In an attempt to further understand the role of TGF-β1 in neuropathic pain, we found that the treatment of exogenous TGF-β1 (10 ng) attenuated neuropathic pain (Figure 5). Next, we reversed the verification. TGF-β-neutralizing Ab (4 μg) was given (Figure 6). In the BMSC and AM1241-pretreated BMSCs groups, the treatment effect of CCI-induced neuropathic pain behavior was reversed following injection with TGF-β-neutralizing Ab. The expression of p-ERK1/2 was also increased at 3 h after TGF-β Ab injection in this two treatment groups. Several articles have shown that CB2 receptors display antinociceptive effects on different models of neuropathic pain, indicating that the CB2 receptor maybe a good candidate for clinical development of treatment for neuropathic pain [32]. Cannabinoids were highly effective in suppressing pain behaviors of chemotherapy-induced neuropathic pain; however, widespread use of cannabinoids was limited due to side effects in the central nervous system (CNS) [38]. As delivery of the TGF-β-neutralizing Ab did not reverse the antinociceptive effects of AM1241, even though administration of AM1241 increased the secretion of TGF-β1, it is clear that the interaction between CB2 and TGF-β1 is a complicated molecular process requiring further research.

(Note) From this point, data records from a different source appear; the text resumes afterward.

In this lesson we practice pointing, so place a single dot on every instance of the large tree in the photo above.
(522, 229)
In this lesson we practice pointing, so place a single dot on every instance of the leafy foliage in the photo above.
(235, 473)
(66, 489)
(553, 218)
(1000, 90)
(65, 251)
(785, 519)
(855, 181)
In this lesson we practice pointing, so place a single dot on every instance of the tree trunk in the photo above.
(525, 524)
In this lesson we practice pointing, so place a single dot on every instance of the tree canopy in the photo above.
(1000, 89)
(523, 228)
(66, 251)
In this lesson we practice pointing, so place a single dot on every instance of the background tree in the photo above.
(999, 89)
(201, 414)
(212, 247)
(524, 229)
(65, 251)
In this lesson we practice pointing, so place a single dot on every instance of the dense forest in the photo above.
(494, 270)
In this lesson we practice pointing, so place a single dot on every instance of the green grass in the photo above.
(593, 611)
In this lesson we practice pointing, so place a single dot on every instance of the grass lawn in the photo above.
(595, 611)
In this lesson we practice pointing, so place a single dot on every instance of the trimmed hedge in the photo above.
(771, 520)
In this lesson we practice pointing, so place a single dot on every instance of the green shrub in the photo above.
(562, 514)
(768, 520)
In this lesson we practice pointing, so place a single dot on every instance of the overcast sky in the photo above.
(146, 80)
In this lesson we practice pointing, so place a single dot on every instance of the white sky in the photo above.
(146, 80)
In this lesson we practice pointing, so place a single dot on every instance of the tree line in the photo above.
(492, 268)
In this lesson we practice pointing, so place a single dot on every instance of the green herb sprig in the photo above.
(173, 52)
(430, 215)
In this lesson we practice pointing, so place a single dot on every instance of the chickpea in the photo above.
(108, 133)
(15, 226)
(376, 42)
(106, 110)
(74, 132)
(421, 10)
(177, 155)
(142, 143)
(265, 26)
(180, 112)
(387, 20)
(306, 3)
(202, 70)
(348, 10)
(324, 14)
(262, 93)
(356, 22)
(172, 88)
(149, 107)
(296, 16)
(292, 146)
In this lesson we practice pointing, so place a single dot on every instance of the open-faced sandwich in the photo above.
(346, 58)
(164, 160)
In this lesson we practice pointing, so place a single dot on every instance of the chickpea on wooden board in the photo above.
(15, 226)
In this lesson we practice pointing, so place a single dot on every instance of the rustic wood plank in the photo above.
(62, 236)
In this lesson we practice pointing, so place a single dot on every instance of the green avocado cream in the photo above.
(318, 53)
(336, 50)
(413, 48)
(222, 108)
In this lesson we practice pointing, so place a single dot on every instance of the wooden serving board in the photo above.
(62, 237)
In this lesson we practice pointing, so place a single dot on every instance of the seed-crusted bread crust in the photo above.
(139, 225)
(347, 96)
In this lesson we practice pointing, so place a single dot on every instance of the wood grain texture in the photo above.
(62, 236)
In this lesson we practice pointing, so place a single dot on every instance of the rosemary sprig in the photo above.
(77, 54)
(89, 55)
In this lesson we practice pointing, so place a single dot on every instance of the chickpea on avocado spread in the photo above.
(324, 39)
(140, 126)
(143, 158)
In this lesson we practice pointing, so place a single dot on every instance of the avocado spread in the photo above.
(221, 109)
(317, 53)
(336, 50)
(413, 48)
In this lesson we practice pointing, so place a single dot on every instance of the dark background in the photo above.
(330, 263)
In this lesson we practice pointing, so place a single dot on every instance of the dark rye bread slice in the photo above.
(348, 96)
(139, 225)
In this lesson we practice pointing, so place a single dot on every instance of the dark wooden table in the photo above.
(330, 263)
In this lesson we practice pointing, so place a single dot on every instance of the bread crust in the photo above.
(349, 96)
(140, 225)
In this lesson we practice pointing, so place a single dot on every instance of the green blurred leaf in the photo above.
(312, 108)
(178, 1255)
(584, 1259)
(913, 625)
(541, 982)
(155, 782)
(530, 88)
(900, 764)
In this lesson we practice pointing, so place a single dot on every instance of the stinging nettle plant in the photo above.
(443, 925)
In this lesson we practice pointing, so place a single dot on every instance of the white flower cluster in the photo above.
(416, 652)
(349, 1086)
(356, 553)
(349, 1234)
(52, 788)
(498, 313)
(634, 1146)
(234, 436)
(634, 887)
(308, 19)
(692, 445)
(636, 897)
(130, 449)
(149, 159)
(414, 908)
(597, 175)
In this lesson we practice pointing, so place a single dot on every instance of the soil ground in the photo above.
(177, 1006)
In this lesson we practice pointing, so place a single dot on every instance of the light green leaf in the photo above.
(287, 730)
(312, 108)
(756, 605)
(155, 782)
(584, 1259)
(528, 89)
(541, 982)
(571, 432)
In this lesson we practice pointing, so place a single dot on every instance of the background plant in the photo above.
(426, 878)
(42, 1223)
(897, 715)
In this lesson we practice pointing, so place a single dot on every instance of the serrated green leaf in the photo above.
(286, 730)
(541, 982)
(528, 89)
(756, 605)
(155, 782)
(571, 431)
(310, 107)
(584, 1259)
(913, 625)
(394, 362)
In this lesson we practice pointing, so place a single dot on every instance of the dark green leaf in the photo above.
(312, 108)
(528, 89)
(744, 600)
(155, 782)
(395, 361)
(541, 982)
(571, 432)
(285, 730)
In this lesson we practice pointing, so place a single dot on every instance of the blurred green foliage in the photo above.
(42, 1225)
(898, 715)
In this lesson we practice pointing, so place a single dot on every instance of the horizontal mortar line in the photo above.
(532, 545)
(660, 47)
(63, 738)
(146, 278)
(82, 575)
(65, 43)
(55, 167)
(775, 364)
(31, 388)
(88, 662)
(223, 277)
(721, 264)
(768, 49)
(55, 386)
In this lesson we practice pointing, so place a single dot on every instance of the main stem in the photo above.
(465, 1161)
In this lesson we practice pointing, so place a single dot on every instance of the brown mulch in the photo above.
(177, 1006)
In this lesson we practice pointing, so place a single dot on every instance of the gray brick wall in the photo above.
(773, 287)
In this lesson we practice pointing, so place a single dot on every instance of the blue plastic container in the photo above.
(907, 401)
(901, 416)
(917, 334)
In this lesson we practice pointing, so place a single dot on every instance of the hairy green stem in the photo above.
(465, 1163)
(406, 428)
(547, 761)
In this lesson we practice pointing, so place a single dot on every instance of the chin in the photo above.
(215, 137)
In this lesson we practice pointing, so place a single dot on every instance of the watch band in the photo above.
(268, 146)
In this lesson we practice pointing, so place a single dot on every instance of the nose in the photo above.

This study includes several limitations. The CCI model was employed in this investigation, and therefore, it cannot be assumed that the mechanisms observed and hypothesized in this study can be applied to other models of neuropathic pain. Therefore, it is necessary to investigate these mechanisms and possibly conduct similar experiments in other models such as the PNI model or the SCI model. All groups only received one injection, and it may be that one injection resulted in some false positive results indicating the need to investigate the outcomes of multiple injections.

5. Conclusions

In summary, our findings demonstrate that i.t. delivery of the BMSCs pretreated with the CB2 agonist AM2141 may enhance pain relief further than i.t. delivery of BMSCs alone by inhibiting p-ERK1/2 expression and that TGF-β1 may be the possible signaling molecule involved in this pathway. This strategy may be involved in the clinical development of treatment for neuropathic pain.

Data Availability

The (original data: behavioral testing, Western blot, immunohistofluorescence, and ELISA) data used to support the findings of this study are included within the article.

Conflicts of Interest

All authors claim that there are no conflicts of interest.

Authors’ Contributions

Junran Xie and Jinxuan Ren have contributed equally to this work.


This work was supported by the Zhejiang Provincial Natural Science Foundation of China (grant number LY17H090011).